I’ve just being playing around in Photoshop CS3 and most relevantly, with the photomerge wizard. For starters: Oh my good God, have they improved it! It’s possible to take horrifically mis-matched photos over a landscape and it will merge them with amazing precision.
You may remember my Bel photo from France this Easter. I merged it with Photoshop CS2 and it looked okay. Here it is again just in case you missed it. Click for a larger version (2megs).
But the PSCS3 version is so much better! It has blended the sky and the horizon is level. The brown patch is part of Harri’s head that I didn’t account for when taking the photos but that’s my fault really. Again, click for a bigger version (2.7megs).
For the first panorama, I had to be quite conservative over which photos I could use. I spent a very long time manually aligning things to ensure the best output. In CS3, you just chuck all your photos in and it gives you a splendid result! Sure individual results may vary but there is such an improvement that I think we’re going to see a lot more pictures like this.
One downside to this was the memory usage. ~20 5megapixel photos (in RAW format, no less) takes up a lot of storage space and for PS to do its magic, it loads them all into Memory.
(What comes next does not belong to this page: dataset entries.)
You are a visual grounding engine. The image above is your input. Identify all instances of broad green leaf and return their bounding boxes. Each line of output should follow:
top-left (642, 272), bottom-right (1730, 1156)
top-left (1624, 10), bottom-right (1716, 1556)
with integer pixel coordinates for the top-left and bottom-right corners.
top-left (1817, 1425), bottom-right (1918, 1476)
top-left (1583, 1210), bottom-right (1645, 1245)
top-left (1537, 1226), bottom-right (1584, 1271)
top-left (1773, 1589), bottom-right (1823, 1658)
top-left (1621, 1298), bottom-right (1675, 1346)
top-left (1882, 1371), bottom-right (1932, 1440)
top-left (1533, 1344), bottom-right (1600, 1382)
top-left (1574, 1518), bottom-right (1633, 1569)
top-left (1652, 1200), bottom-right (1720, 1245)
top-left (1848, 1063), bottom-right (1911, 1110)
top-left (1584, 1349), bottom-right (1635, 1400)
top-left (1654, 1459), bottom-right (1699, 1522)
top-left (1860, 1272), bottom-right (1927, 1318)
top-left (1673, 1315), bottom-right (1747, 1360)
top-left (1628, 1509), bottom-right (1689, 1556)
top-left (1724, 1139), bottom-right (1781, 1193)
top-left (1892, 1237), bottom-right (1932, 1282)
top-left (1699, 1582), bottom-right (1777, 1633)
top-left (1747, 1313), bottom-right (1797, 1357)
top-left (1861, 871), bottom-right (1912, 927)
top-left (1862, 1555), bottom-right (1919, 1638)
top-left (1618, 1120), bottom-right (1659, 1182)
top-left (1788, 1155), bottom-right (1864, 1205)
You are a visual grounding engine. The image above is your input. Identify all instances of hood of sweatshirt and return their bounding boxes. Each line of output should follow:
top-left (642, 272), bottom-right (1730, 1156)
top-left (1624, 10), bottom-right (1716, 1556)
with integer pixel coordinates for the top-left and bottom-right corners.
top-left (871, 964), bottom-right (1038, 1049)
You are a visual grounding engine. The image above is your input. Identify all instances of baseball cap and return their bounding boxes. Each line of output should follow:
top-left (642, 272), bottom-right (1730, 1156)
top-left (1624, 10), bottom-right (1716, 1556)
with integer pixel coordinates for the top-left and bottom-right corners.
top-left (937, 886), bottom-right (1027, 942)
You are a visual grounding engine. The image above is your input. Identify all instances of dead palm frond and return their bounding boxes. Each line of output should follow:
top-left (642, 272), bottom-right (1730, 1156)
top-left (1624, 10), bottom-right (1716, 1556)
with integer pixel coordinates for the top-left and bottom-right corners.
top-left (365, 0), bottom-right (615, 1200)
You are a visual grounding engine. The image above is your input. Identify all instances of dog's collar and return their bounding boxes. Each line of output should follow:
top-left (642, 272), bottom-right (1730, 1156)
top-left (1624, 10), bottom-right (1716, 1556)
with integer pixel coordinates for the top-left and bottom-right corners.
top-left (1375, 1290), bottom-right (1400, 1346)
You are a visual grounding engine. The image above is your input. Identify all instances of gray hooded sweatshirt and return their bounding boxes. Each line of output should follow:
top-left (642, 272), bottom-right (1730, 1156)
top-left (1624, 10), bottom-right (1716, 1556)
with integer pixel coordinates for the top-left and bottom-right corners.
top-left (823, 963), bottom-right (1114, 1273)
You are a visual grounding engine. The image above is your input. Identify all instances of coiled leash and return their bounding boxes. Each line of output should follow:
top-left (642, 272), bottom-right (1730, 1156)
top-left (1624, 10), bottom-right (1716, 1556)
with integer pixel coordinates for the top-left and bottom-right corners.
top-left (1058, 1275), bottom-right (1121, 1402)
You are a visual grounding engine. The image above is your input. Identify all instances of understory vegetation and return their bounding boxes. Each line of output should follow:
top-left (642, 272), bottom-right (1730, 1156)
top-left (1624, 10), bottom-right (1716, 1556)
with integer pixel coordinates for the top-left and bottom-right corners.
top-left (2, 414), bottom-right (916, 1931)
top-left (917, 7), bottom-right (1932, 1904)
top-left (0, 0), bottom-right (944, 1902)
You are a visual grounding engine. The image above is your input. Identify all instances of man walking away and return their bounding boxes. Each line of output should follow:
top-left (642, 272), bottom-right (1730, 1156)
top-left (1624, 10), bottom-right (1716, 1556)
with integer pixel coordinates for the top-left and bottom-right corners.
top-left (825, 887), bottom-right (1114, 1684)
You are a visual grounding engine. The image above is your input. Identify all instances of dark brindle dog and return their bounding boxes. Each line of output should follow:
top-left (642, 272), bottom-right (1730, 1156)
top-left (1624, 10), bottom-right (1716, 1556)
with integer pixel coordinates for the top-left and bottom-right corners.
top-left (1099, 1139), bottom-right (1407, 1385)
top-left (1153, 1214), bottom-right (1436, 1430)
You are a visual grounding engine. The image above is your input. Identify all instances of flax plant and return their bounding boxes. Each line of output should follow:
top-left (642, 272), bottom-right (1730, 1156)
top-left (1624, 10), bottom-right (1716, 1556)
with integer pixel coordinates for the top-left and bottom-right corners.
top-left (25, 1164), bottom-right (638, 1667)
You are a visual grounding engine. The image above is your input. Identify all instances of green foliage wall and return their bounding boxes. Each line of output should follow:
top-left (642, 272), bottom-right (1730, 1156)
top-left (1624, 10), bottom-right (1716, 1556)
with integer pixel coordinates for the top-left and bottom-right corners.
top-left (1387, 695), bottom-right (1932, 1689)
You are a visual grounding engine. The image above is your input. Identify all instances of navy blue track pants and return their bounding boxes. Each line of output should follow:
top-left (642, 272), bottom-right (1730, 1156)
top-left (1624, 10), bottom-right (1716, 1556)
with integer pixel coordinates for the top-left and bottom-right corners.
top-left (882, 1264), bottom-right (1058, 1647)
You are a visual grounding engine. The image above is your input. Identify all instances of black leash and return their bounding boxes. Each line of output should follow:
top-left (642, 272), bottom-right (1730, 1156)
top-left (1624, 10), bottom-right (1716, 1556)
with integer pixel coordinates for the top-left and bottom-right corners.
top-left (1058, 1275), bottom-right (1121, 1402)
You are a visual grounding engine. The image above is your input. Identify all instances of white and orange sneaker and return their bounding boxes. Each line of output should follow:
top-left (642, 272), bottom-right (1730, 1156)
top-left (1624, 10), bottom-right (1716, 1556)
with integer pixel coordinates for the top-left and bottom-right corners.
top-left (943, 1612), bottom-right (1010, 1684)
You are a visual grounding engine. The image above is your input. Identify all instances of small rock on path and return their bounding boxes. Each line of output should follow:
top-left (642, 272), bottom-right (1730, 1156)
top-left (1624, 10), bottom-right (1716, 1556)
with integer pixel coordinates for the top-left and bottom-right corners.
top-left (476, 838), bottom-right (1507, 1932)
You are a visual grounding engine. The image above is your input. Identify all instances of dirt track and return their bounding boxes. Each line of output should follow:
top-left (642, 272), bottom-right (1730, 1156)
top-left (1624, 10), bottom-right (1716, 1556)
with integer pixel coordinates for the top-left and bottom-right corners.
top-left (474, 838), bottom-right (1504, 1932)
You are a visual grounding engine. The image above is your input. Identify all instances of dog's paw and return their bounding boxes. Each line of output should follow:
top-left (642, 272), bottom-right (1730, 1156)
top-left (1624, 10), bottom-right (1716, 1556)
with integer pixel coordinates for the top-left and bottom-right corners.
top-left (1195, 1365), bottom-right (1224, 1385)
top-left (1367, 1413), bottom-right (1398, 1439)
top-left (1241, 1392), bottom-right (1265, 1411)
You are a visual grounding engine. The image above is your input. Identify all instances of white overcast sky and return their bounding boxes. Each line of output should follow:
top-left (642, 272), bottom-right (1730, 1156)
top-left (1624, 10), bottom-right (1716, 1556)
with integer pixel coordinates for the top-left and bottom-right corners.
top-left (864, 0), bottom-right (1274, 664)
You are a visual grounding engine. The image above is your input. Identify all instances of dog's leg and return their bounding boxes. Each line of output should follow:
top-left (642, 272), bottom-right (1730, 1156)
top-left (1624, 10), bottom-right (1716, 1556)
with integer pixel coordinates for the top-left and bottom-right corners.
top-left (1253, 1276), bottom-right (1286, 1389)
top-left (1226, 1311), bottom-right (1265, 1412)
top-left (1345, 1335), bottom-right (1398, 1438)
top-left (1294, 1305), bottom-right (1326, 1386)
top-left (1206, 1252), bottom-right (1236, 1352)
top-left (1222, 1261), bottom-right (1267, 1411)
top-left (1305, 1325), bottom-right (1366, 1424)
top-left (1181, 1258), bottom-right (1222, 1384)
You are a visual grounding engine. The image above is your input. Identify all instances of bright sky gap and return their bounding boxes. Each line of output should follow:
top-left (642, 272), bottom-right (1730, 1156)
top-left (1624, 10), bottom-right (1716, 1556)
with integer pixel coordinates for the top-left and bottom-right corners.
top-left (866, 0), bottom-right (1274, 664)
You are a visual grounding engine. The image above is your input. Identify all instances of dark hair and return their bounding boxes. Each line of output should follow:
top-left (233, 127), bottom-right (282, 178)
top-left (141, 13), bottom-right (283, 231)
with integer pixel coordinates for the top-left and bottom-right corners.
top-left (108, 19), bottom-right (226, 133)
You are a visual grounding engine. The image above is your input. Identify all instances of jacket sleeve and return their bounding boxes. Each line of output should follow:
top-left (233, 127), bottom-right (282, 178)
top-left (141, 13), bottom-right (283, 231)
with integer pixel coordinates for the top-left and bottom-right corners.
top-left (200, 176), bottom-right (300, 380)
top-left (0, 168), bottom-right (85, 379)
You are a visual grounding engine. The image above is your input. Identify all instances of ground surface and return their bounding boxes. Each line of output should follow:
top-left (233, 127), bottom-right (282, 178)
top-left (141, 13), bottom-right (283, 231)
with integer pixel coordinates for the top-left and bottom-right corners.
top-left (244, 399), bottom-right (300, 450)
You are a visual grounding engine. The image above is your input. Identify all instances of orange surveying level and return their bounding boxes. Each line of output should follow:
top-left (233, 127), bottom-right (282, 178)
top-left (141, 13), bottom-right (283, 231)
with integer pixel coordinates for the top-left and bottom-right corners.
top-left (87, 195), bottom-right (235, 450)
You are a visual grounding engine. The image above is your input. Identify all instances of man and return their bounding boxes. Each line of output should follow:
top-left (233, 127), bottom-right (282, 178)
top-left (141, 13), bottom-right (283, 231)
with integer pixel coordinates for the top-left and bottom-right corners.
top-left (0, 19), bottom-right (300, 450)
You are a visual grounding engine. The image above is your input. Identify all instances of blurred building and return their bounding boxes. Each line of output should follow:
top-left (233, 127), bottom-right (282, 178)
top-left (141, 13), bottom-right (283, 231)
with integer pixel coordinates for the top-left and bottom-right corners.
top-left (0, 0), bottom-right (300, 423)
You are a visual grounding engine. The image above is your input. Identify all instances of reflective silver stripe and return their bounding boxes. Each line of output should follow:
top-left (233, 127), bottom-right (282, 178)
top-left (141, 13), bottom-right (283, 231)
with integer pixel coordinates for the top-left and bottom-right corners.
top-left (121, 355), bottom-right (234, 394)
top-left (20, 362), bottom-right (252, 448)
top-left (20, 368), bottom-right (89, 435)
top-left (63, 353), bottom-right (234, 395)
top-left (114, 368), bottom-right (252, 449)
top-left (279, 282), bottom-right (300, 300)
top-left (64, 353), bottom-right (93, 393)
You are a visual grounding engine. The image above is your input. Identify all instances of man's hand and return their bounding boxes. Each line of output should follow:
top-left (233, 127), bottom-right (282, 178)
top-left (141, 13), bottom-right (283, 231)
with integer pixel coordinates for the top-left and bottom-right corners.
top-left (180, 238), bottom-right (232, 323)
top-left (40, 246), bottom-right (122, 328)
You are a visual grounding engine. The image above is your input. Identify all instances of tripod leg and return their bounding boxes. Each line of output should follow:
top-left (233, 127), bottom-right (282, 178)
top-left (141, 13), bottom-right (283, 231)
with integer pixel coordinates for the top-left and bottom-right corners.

Here’s what the Task Manager was telling me 10 minutes after I’d done the merge:
Now I’m sure this is no worse than what PS2 may have been but damn that’s a lot of RAM to be holding on to. I should state that the ram usage only dropped another 5 megs after I closed the file. There is some heavy leakages going on there.
As the title suggests, I’m handing the memory-hog award over to Photoshop for this. Messenger won the original award for using 12megs shy of an entire gigabyte of RAM. You could say that Messenger isn’t a massive graphics editing suite and that’s fair enough… But isn’t that also a great reason why PS should be so much more careful with leaks?
The Messenger version was also BETA whereas PSCS3 is a final version. Messenger was also hacked open to remove adverts so that may have also caused issues.
Either way, the benefits of CS3 far outweigh little problems like gobbling up gigabytes of RAM. The results from CS3 are spectacular and I’m looking forward to making a photomerge with 100s of photos.